Personal information
- Born: 27 June 1975 (age 51)
- Education: Newington College
- Years active: 1990-2000

Sport
- Sport: Rowing
- Club: Sydney Rowing Club Mercantile Rowing Club

Medal record
Men's rowing
Representing Australia
Olympic Games
| Bronze medal – third place | 2000 Sydney | Coxless pair |
World Rowing U23 Championships
| Silver medal – second place | 1997 Milan | BM4- |

= Matthew Long (rower) =

Australian rower

Matthew Long (born 27 June 1975) is an Australian former Olympian rower. He was an Australian national champion, a representative at World Championships and won a bronze medal in the coxless pair at Sydney 2000

==Club and state rowing==
Long attended Newington College and coached by Olympian and Old Newingtonian Michael Morgan. He rowed three times in Newington crews at the New South Wales GPS Head of the River, and twice won the 1st VIII event in 1991 and 1992.

Long's senior club rowing was initially from the Sydney Rowing Club and later after his relocation to Victoria, from the Mercantile Rowing Club in Melbourne.

Long was selected at stroke in the New South Wales state representative men's eight to contest the 1998.King's Cup at the Interstate Regatta within the Australian Rowing Championships. In 2002 he raced the King's Cup in the Victorian state eight and won that event.

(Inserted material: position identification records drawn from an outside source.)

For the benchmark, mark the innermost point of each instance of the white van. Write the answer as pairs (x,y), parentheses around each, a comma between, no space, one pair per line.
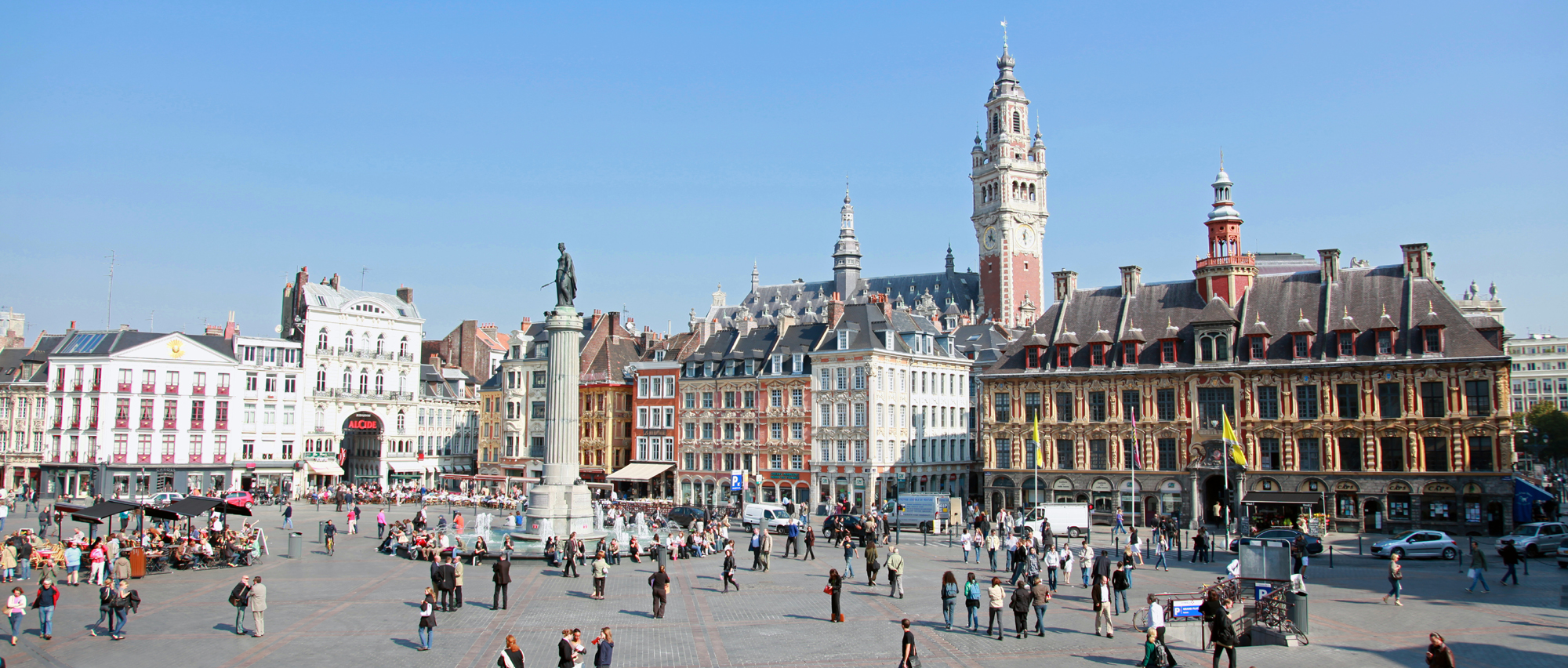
(766,515)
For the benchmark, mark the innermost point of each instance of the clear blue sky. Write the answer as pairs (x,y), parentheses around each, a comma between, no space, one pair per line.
(448,147)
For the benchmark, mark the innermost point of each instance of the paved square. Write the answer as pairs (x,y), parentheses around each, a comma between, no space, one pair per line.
(361,608)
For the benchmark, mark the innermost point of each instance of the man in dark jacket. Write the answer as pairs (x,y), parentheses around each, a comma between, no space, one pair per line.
(241,598)
(1511,557)
(1023,600)
(568,554)
(501,578)
(449,584)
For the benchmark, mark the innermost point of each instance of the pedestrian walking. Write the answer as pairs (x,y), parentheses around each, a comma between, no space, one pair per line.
(427,620)
(260,606)
(1396,573)
(45,601)
(871,564)
(501,575)
(728,570)
(949,595)
(601,570)
(907,656)
(1042,600)
(895,573)
(996,598)
(1222,633)
(568,556)
(1023,600)
(510,655)
(835,587)
(241,598)
(1511,557)
(1439,653)
(659,583)
(1102,597)
(15,611)
(1478,572)
(604,652)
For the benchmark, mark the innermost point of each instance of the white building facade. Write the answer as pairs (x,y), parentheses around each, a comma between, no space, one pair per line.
(361,361)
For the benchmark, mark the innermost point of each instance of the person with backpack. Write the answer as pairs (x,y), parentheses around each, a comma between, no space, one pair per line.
(973,603)
(241,598)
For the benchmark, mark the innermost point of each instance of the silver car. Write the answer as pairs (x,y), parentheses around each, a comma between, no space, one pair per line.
(1536,539)
(1418,543)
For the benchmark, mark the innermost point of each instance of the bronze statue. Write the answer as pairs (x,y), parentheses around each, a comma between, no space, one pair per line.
(565,280)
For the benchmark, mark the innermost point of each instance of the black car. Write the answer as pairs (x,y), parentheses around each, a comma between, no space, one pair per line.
(1313,545)
(844,523)
(686,515)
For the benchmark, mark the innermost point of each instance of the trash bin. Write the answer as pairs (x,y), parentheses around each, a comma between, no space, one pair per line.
(1296,608)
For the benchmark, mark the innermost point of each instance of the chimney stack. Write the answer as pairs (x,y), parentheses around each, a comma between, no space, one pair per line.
(1329,266)
(1131,280)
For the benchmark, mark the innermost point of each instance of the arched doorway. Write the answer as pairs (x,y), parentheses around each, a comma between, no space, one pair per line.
(363,449)
(1373,517)
(1213,510)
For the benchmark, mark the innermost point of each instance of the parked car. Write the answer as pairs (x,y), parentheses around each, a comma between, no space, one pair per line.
(851,523)
(1418,543)
(688,515)
(1313,543)
(1536,539)
(161,499)
(241,499)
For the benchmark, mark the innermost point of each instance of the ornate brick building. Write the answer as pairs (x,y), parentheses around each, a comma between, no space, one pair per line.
(1360,391)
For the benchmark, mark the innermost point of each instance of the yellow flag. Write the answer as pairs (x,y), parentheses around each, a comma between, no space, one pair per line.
(1236,445)
(1040,454)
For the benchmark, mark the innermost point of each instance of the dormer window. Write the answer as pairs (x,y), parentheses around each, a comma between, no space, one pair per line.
(1034,357)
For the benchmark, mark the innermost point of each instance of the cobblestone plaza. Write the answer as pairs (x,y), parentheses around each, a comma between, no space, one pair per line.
(361,606)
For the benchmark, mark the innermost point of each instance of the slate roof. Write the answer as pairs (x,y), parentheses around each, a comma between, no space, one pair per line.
(1274,307)
(89,343)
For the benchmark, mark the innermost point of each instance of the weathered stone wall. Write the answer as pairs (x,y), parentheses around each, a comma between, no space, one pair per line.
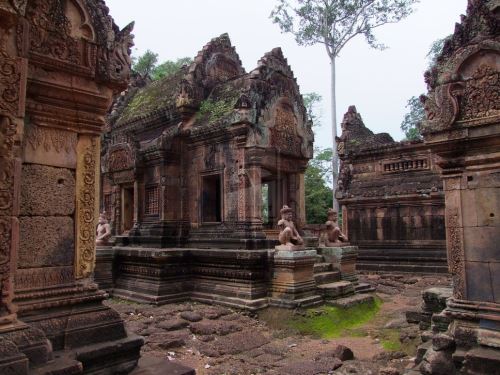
(392,198)
(462,129)
(202,142)
(61,63)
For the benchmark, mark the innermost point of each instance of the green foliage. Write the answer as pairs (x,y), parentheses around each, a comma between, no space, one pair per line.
(169,67)
(214,110)
(311,100)
(390,340)
(145,63)
(411,122)
(335,22)
(318,179)
(435,50)
(331,322)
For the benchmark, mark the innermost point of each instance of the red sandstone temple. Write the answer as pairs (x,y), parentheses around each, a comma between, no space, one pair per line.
(187,156)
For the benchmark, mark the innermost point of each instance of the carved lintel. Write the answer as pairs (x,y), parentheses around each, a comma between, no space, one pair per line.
(87,190)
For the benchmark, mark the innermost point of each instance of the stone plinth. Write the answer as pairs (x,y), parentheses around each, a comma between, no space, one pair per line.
(293,282)
(342,257)
(236,278)
(462,129)
(103,272)
(153,276)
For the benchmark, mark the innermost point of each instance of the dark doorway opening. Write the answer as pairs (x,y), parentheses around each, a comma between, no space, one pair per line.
(128,208)
(211,206)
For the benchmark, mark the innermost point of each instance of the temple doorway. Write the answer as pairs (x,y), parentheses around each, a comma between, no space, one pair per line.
(274,196)
(128,209)
(211,206)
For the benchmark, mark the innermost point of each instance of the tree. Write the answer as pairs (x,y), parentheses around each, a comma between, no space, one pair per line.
(169,67)
(412,120)
(317,179)
(334,23)
(146,63)
(311,100)
(435,50)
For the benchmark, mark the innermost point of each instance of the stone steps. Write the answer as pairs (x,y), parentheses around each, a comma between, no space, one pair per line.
(419,260)
(364,288)
(401,267)
(322,267)
(336,290)
(326,277)
(62,365)
(347,302)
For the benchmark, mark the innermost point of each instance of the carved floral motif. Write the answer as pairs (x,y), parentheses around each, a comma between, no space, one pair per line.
(441,107)
(120,160)
(86,208)
(56,139)
(481,96)
(456,253)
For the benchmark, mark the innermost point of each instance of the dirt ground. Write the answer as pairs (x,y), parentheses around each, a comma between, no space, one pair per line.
(217,340)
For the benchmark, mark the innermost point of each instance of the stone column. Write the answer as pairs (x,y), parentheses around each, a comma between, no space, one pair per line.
(87,204)
(301,200)
(254,194)
(12,87)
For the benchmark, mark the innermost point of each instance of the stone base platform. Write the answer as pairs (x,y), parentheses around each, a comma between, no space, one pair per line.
(235,278)
(343,258)
(154,366)
(347,302)
(103,272)
(336,290)
(293,283)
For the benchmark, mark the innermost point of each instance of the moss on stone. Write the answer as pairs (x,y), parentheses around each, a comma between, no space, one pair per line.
(330,322)
(156,95)
(390,340)
(213,110)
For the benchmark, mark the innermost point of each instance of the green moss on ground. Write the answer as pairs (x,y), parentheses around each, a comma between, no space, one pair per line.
(330,322)
(390,340)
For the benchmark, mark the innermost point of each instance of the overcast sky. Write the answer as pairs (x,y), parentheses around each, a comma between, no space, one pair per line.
(379,83)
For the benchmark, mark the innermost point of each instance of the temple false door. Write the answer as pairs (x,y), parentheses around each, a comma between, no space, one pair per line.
(274,196)
(128,208)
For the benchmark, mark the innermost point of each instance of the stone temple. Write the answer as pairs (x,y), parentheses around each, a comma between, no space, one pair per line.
(185,163)
(194,173)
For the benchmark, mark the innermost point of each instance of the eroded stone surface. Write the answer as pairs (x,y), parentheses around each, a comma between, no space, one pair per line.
(47,191)
(46,241)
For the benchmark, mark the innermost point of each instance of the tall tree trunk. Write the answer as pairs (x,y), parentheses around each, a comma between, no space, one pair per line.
(335,158)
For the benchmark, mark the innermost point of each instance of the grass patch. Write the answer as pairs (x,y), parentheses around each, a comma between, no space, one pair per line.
(330,322)
(390,340)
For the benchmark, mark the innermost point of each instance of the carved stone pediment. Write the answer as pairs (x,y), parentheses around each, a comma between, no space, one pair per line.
(464,85)
(120,158)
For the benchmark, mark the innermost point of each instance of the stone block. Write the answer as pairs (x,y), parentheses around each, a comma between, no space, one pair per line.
(435,299)
(495,280)
(481,243)
(46,241)
(47,191)
(479,287)
(149,365)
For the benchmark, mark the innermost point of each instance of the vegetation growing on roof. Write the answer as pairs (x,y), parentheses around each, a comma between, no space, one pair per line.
(156,95)
(214,110)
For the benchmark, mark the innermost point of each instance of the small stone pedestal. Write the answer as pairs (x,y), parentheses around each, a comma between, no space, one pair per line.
(103,272)
(293,282)
(342,257)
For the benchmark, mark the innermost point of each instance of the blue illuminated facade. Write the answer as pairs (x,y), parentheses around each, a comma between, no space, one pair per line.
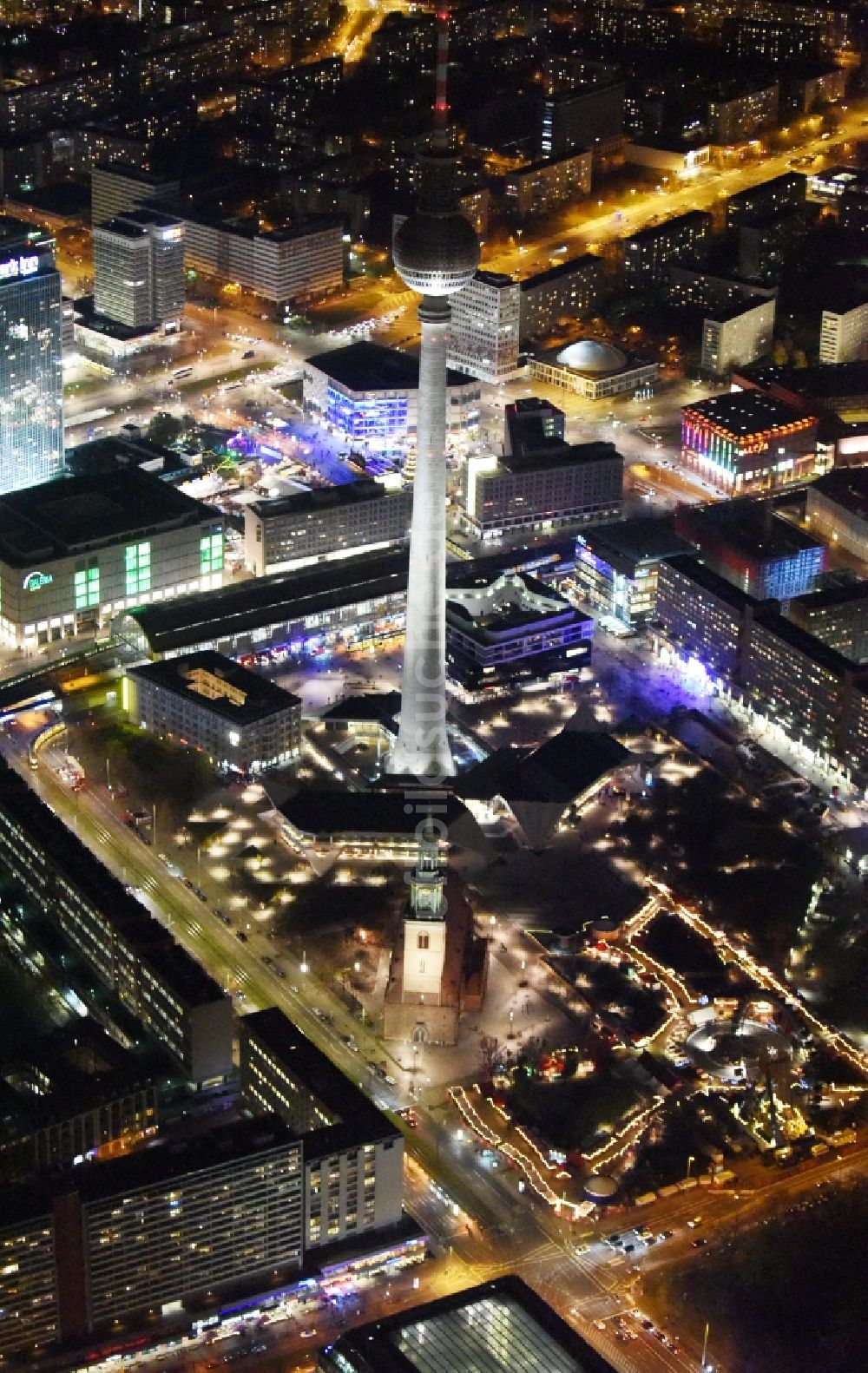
(368,417)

==International representative rowing==
Long made his Australian representative debut while still a schoolboy in the 1991 junior Trans-Tasman series of match races against New Zealand. The selected Australian crew was the Newington College first VIII. They won both their races on Queensland. In 1992 the Newington College first VIII, now stroked by Long was again selected to race the series in New Zealand. They beat both New Zealand crews who contested the event.

Long was selected in a coxless four which contested the 1997 World Rowing Cup III in Lucerne and then the 1997 World Rowing U23 Championships in Milan. That four raced to a second place and a silver medal in Milan.

In the 2000 Olympic year Long was in the Australian squad and in contention for seat in a sweep-oared boat. He travelled with the squad on their international season and was in the eight when they raced at the Henley Royal Regatta as an Australian Institute of Sport eight and won that year's Grand Challenge Cup. In 2000 the Australian gun coxless pair were James Tomkins and Drew Ginn who had moved down into the smaller boat after their success in the Oarsome Foursome. Tomkins and Ginn had won a 1999 World Championship and planned a run at the 2000 Summer Olympics. On the 2000 overseas tour they raced at the World Rowing Cup III in Vienna and then just before the start of their semi-final at the next World Cup in Lucerne, Ginn suffered a serious back injury. Long stepped into the boat at the starting line and the pair of Tomkins and Long won the semi and the final. With only a short preparation they were racing at Sydney 2000 two months later. Their third place and bronze medal in Sydney was regarded as a tremendous achievement.

Long rowed on after the Olympics and in 2001 was seated in the men's eight for the 2001 World Rowing Championships in Lucerne where that crew placed seventh overall.